How to Create Simple Fuzzy Search with Postgresql Only

How to create simple fuzzy search with PostgreSQL only?

Postgres provides a module with several string comparsion functions such as soundex and metaphone. But you will want to use the levenshtein edit distance function.

Example:

test=# SELECT levenshtein('GUMBO', 'GAMBOL');
levenshtein
-------------
2
(1 row)

The 2 is the edit distance between the two words.
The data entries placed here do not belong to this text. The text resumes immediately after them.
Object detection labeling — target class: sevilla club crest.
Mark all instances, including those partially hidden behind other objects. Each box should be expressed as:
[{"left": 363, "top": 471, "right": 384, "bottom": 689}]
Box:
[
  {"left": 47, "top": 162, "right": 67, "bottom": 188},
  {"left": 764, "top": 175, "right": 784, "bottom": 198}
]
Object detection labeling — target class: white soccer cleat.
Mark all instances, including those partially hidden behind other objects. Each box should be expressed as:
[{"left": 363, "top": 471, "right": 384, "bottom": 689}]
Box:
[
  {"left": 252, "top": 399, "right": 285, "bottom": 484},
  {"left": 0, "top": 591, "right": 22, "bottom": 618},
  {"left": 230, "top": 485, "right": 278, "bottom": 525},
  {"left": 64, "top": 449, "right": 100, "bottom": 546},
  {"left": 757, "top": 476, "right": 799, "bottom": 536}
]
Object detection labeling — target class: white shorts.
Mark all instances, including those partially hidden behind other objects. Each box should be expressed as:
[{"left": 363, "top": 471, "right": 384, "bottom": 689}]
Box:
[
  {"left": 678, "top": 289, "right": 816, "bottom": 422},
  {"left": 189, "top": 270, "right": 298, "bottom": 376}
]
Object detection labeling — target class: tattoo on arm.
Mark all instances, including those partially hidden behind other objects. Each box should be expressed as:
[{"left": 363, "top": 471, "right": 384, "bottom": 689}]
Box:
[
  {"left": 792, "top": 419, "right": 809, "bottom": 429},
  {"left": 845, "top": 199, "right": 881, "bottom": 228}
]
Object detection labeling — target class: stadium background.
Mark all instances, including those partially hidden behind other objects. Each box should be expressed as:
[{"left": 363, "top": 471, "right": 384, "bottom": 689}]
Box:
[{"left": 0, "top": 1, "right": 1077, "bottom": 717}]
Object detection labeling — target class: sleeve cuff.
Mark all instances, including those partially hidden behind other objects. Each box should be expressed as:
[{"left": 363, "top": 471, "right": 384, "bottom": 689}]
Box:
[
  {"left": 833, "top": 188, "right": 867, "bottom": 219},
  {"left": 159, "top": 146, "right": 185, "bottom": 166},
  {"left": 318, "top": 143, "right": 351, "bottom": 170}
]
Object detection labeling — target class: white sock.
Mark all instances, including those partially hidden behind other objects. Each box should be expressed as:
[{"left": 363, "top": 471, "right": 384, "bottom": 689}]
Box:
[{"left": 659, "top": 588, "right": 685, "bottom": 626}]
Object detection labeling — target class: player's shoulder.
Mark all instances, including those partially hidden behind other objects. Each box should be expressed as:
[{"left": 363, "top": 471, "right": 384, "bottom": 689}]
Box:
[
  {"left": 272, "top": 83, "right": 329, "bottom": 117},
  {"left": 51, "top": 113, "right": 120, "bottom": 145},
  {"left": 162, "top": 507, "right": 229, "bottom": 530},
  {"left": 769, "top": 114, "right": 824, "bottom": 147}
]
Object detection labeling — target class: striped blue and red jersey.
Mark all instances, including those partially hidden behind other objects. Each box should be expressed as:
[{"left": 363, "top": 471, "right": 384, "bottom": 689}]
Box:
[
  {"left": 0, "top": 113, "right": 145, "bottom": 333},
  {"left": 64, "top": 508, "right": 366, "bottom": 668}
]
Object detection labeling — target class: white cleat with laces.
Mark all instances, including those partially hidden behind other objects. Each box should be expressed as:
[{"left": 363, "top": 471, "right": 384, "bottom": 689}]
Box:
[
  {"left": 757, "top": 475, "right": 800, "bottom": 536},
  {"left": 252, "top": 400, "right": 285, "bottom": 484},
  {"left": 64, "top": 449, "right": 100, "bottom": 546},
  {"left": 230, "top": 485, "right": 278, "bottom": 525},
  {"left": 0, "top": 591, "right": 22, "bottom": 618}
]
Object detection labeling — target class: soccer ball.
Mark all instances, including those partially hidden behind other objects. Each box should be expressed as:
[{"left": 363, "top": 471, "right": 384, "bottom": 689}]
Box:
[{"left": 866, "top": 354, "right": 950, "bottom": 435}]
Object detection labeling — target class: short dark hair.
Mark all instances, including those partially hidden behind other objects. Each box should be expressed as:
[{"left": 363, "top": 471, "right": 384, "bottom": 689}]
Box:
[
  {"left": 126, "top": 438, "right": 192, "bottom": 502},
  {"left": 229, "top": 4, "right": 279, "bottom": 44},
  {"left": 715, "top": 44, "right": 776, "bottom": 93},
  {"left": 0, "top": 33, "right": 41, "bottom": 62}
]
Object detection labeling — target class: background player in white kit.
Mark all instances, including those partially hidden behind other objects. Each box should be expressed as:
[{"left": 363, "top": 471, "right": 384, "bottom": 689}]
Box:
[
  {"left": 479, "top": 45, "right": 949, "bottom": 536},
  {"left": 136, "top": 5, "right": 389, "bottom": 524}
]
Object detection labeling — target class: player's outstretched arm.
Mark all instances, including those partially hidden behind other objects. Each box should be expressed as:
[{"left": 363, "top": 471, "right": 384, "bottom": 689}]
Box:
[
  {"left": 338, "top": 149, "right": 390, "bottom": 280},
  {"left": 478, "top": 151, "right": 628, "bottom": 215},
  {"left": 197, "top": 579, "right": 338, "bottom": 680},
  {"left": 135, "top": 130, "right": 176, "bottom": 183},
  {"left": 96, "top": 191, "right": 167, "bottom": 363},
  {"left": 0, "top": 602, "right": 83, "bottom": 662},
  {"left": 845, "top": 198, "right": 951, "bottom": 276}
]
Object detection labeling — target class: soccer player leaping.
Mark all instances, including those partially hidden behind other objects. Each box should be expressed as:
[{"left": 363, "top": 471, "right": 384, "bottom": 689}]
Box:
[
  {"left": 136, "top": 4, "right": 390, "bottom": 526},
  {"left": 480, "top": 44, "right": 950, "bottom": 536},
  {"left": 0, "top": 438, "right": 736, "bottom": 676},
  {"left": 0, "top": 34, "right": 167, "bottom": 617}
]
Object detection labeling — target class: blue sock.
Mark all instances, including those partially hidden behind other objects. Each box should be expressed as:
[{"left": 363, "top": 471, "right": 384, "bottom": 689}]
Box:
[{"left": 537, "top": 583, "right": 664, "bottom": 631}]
When you apply this against a number of words and sort by the edit distance result you will have the type of fuzzy matches that you're looking for.

Try this query sample: (with your own object names and data of course)

SELECT * 
FROM some_table
WHERE levenshtein(code, 'AB123-lHdfj') <= 3
ORDER BY levenshtein(code, 'AB123-lHdfj')
LIMIT 10

This query says:

Give me the top 10 results of all data from some_table where the edit distance between the code value and the input 'AB123-lHdfj' is less than 3. You will get back all rows where the value of code is within 3 characters difference to 'AB123-lHdfj'...

Note: if you get an error like:

function levenshtein(character varying, unknown) does not exist

Install the fuzzystrmatch extension using:

test=# CREATE EXTENSION fuzzystrmatch;

Use Postgresql full text search to fuzzy match all search terms

Ideally if the user would type a small error like:
ofice bmt
The results should still appear.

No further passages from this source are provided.